Dopo la pandemia, conciliare vita e lavoro è diventata una priorità. Che il welfare aziendale cerca di concretizzare.

Una persona lavora a pc e prende appunti

Quel bando Alessandro Prandi se lo ricorda bene. Del resto, come dimenticarlo: «Scadeva a fine febbraio del 2020, pochi giorni prima del lockdown», ricorda oggi. «Allora», racconta, «lo smart working era poco praticato, men che meno nel Terzo Settore. Mai avremmo pensato che di lì a poco sarebbe diventato essenziale per continuare a lavorare».

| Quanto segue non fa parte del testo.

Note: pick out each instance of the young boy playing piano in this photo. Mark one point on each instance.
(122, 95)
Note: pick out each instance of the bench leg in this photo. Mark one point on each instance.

Prandi è responsabile progetti e sviluppo dell’associazione Vol.To., Volontariato di Torino, risultata nel 2020 tra i beneficiari del bando “We.Ca.re – Welfare Cantiere Regionale” del Piemonte. Un’iniziativa da 4 milioni di euro dedicata alla diffusione del welfare aziendale e finanziata attraverso le risorse del Fondo sociale europeo, che per Vol.To. e le altre associazioni partner è stata salvifica. Ha infatti consentito loro di avviare la sperimentazione del lavoro agile, quello che oggi, dopo la pandemia, rappresenta a tutti gli effetti uno dei principali strumenti di conciliazione tra vita e lavoro.

«Nel nostro mondo ci sono molte dipendenti donne che hanno sempre fatto fatica a conciliare gli impegni di lavoro con i carichi familiari», spiega Prandi. «Ma senza fondi dedicati non saremmo mai riusciti ad avviare queste modalità di lavoro. I fondi ordinari che riceviamo sono di fatto vincolati a coprire i progetti di cui ci occupiamo. Diversamente da un imprenditore che con i propri ricavi può fare quello che vuole, compreso investire nel welfare aziendale, noi non abbiamo risorse riservate ai lavoratori».

"Senza fondi dedicati non saremmo mai riusciti ad avviare queste modalità di lavoro".
Alessandro Prandi

Da qui l’idea di partecipare al bando della Regione Piemonte con il progetto “Smart Working for Smart Association”, di cui Vol.To. è stata capofila di altre sette associazioni e che ha potuto contare su un importo totale di quasi 100mila euro tra contributi concessi (quasi 80mila euro) e fondi di cofinanziamento.

«Per prima cosa, abbiamo mappato le associazioni del terzo settore a livello regionale mettendo in evidenza il loro essere “datori di lavoro”», spiega Prandi. «Poi abbiamo fatto un sondaggio sui bisogni di welfare aziendale tra i lavoratori, a cui è seguito un corso di formazione sulla gestione e l’organizzazione del lavoro agile». Non solo. «Negli enti abbiamo anche avviato specifici corsi di formazione per istituire la figura del welfare manager, ovvero il soggetto che sonda i bisogni dei lavoratori e trova soluzioni».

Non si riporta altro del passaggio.